It’s an old-timer (1910) near Fraser and King Ed, where all the hills crest. Despite its age and the terrain, his home seems to be made of right angles and sturdy workmanship. None of the numerous renos done the house over the past 102 and years have “taken”. It’s the original wood, lathe and plaster that remain.
It’s warm and colourful with a grandeur that isn’t showy. The wooden banisters are well-worn and the floors gleam from heavy use, not from waxing. It’s a bit drafty (what old old house isn’t?) but Thomas is a warm and inviting host, offering us wine and great company.

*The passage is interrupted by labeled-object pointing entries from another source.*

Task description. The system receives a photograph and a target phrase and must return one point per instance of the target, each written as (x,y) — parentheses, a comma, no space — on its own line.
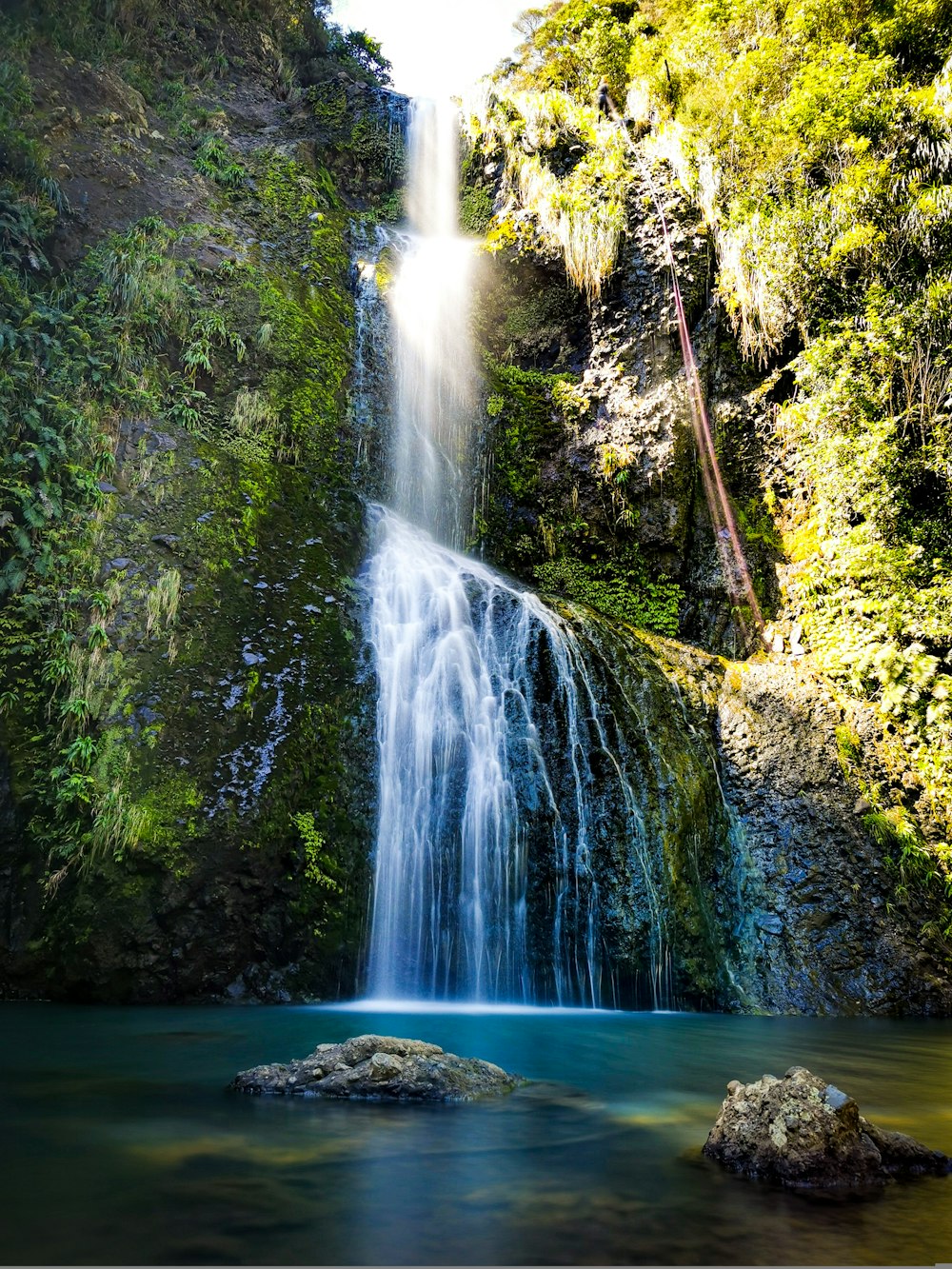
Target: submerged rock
(381,1069)
(802,1131)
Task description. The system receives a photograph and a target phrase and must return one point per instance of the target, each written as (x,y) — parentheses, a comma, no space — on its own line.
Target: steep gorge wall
(188,664)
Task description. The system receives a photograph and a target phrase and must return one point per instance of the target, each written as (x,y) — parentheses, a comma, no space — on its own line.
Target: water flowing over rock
(803,1132)
(570,812)
(381,1069)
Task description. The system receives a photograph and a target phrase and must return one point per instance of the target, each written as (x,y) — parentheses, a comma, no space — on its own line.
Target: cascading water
(487,723)
(430,460)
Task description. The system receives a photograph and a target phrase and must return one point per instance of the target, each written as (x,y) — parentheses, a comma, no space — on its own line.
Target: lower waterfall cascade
(487,717)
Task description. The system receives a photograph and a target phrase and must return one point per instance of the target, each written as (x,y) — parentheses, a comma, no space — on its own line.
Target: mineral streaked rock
(383,1069)
(802,1131)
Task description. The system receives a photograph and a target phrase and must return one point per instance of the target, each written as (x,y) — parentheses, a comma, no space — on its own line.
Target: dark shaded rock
(381,1069)
(802,1131)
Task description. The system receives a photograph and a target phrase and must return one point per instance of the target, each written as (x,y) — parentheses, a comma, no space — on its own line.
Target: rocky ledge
(381,1069)
(802,1131)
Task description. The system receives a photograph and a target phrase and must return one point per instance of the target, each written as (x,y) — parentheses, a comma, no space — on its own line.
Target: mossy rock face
(225,726)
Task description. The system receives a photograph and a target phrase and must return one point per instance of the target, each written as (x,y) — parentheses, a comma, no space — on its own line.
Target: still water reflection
(122,1146)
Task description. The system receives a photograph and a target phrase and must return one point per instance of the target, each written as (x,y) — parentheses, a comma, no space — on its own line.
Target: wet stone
(381,1069)
(803,1132)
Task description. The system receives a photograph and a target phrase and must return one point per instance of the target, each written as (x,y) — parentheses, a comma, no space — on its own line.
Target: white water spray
(486,719)
(432,457)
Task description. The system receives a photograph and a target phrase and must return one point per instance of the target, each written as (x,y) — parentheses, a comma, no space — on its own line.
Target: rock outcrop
(381,1069)
(803,1132)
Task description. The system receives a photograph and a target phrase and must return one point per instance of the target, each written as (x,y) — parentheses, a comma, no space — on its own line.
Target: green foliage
(362,54)
(619,587)
(564,165)
(213,159)
(476,210)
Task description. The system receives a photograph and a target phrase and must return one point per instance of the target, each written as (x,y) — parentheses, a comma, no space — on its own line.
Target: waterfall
(487,721)
(436,382)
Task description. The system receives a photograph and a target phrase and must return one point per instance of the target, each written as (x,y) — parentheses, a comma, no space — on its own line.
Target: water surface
(124,1146)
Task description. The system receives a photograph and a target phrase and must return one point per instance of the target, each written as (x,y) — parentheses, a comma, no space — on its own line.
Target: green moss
(619,587)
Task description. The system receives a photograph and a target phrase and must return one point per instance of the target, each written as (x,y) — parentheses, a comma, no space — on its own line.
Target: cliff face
(187,761)
(189,789)
(811,412)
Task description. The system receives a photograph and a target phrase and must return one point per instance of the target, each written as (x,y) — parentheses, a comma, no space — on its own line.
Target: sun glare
(438,49)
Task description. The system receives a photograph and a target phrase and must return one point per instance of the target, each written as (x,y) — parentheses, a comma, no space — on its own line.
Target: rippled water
(122,1146)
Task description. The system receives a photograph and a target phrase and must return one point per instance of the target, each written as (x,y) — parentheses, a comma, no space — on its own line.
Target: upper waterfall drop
(436,378)
(502,774)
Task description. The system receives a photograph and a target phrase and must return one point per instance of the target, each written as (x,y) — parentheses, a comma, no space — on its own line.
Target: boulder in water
(802,1131)
(381,1069)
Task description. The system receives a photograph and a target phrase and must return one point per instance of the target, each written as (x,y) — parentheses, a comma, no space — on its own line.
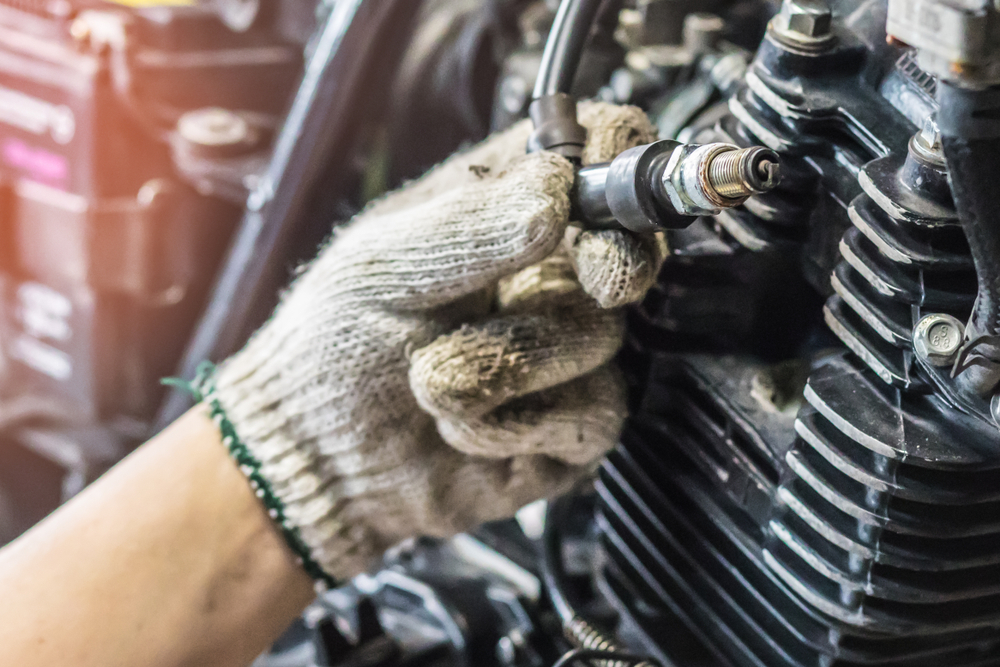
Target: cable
(553,110)
(564,47)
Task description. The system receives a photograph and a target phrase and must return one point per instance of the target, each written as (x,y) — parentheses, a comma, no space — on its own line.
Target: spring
(585,636)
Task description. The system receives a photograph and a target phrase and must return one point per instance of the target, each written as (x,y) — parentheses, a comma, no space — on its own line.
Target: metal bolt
(219,132)
(937,339)
(737,174)
(927,142)
(804,23)
(702,32)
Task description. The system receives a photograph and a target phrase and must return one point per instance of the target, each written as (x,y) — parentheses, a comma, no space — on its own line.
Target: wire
(564,47)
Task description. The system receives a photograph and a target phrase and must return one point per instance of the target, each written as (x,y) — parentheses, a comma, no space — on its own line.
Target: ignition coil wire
(564,46)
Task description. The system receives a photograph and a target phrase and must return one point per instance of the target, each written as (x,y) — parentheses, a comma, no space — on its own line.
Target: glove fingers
(481,489)
(573,422)
(615,267)
(612,129)
(484,160)
(460,242)
(474,370)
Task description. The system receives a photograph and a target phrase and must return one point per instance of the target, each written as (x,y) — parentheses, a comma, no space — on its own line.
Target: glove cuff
(203,389)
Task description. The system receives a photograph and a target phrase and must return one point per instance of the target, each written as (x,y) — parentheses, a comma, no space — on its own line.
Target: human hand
(445,359)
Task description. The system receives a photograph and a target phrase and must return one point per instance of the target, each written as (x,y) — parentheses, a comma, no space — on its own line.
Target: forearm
(167,560)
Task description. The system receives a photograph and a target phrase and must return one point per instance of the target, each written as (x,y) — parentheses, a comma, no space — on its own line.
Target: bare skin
(167,560)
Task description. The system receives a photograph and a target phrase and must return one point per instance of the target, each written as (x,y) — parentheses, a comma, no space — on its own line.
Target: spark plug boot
(666,185)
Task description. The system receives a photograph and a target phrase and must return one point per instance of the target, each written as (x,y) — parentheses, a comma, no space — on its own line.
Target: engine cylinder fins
(906,257)
(876,548)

His approach is to just live in his home.
“In Vancouver, your equity is going to grow, so unless we were going to do a real overhaul, insulate and do the whole thing, it was better just to live in it, and raise our kids and just make sure that it’s a funky place to live. It’s always been very artistic here.”
The home was bought as a place to live, but also as a place to work. Thomas and his wife approach their house with an “art comes first” attitude, so whether Thomas is creating a huge mural alongside the staircase, or turning the master bedroom into his studio, Thomas’ home supports his worklife. It’s usually the other way around, but it makes sense when you consider what his work.
“Well, most of my time is just art work. Other than that I play a lot of music with friends — do some recording. We’re kind of dinner partyish people.”
The house feels like it’s made for entertaining. Art pieces from friends make easy conversation starters. The living room has a flirtatious feel with knick knacks carefully curated by Thomas’ wife Melo, who is a vintage clothing picker and creator. The dining room provides an open space to dance, with a sizable table against one wall. Up the stairs are three bedrooms, one of which acts as his studio.
“Unless you can afford beautiful polished steel and glass, then you have texture, so I prefer more texture and bit more funky. Let it rot, let it break, let it chip. It’s beautiful. People love it. Any textured old walls….this wall here for example has 17 different types of wall paper on it.”
He knows this because he’s counted them. His studio is the room in the house that gets the most light and perhaps has the most visible history. It’s also the room where you are most likely to experience pareidolia (that phenomenon where you think you see images or scenes in clouds or pieces of toast) which is something that Thomas has explored in his work.
Thomas says the art he creates gives off a certain vibration that affects the feel of the house. It’s big, it’s friendly and it’s fun. It’s a lot like him.